+++ Rasten +++
Kommandant Morten hob die Augenbrauen. "Aus einem Dorf südlich der Nordberge?" Der Mann mit dem gekräuselten Bart und der roten Nase setzte zu einer Antwort an, wurde aber jäh unterbrochen. "Deine Version der Geschichte kenne ich jetzt. Schweig!"
"Du da! Rede!" Er baute sich breit vor dem schmächtigen Blondschopf mit den wasserblauen Augen auf.

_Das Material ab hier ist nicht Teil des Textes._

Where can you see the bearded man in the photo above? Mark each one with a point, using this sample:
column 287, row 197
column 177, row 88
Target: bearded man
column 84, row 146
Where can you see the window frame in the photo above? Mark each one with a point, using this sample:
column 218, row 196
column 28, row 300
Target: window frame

Der rutschte noch ein wenig auf seinem ungepolsterten Anklagestuhl zurück.
"Ein kleines Dorf und die Ernte war schlecht", bestätigte er die Aussage seines Vorredners.
"Und warum wolltet ihr dann im Leuchtturm hausen und nicht in der Stadt nach Arbeit fragen, wie es angeblich euer Vorhaben war?"
Der Blonde zögerte, warf einen fragenden Blick in Richtung seines Mitangeklagten.
"Wollten wir ja. Wollten wir wirklich."
"Warum habt ihr es nicht getan?" Kommandant Morten war ein stattlicher Mann Mitte fünfzig mit eisgrauen Augen, ergrautem Haar und schneidender Stimme, die jetzt durch den großen Saal peitschte.
"Wir hatten es vor, bald. Aber wir waren alle so erschöpft von der Reise." Der kleinste unter den Fremden sank noch weiter in sich zusammen, wurde aber durch ein Klopfen an der Tür von weiteren Fragen verschont.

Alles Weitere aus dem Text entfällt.